Par conclusions régularisées par voie électronique le 27 février 2024 à 15h00, la société Home Plus a soulevé un incident.
Par jugement du 21 mai 2024, le tribunal de commerce de Paris a prononcé la liquidation judiciaire de la société Home Plus et a désigné son liquidateur, la Selarl Argos.
Par acte d’huissier du 12 septembre 2024, les demandeurs ont attrait à la cause, par la voie de l’intervention forcée, la Selarl Argos, ès-qualités de mandataire liquidateur de la société Home Plus.
Le juge de la mise en état a ordonné la jonction des instances par ordonnance du 13 novembre 2024.

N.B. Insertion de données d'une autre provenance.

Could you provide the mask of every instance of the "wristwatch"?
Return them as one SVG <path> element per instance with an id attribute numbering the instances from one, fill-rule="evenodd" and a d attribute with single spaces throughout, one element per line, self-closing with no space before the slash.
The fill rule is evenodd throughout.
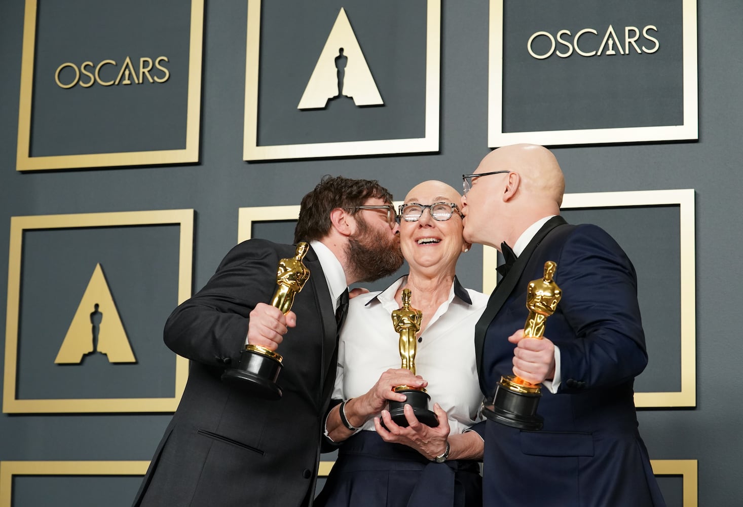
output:
<path id="1" fill-rule="evenodd" d="M 443 453 L 437 456 L 435 458 L 432 459 L 431 461 L 436 462 L 437 463 L 443 463 L 449 457 L 449 441 L 447 440 L 447 448 Z"/>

Aux termes de ses dernières conclusions sur incident régularisées le 27 février 2024 à 16h40, la société Home Plus demande au juge de la mise en état de :
« Vu les articles 789 et suivants du Code de procédure civile,
Vu les articles 122 et suivants du Code de procédure civile,
Vu les articles 2224 et suivants du Code civil,
Vu les articles 1128 et suivants du Code civil,
(…)
SE DECLARER incompétent pour statuer sur les fins de non-recevoir soulevées par la société Home Plus dans le cadre de la présente instance ;
RENVOYER l’affaire à une nouvelle date d’audience de mise en état et inviter les parties à poursuivre leurs débats par l’échange de conclusions au fond ;
A titre subsidiaire,
DECLARER irrecevable Madame [T] [F] épouse [U] dans toutes ses demandes, fins et conclusions à l’encontre de la société Home Plus pour défaut de qualité à agir ;
DECLARER irrecevable(s) Monsieur [S] [U] et, le cas échéant, Madame [T] [F] épouse [U] également, dans toutes leurs demandes, fins et conclusions à l’encontre de la société Home Plus pour prescription ;
CONDAMNER Monsieur et Madame [U] à payer à la société Home Plus la somme de 2.500€ sur le fondement de l’article 700 du Code de procédure civile ;
A titre plus subsidiaire,
RENVOYER, sans clore l’instruction, les parties devant le Tribunal judiciaire afin qu’il soit statué, en formation de jugement, sur les fins de non-recevoir et le fond de l’affaire.
En tout état de cause,
RESERVER les dépens ».
La société Home Plus fait valoir que les fins de non-recevoir qu’elle a soulevée in limine litis devant le tribunal judiciaire, dans ses conclusions au fond régularisées le 31 octobre 2023, sont recevables sur le fondement des articles 122 et 123 du code civil, de sorte que le juge de la mise en état doit se déclarer incompétent pour en connaître et doit renvoyer les parties à poursuivre leurs débats au fond.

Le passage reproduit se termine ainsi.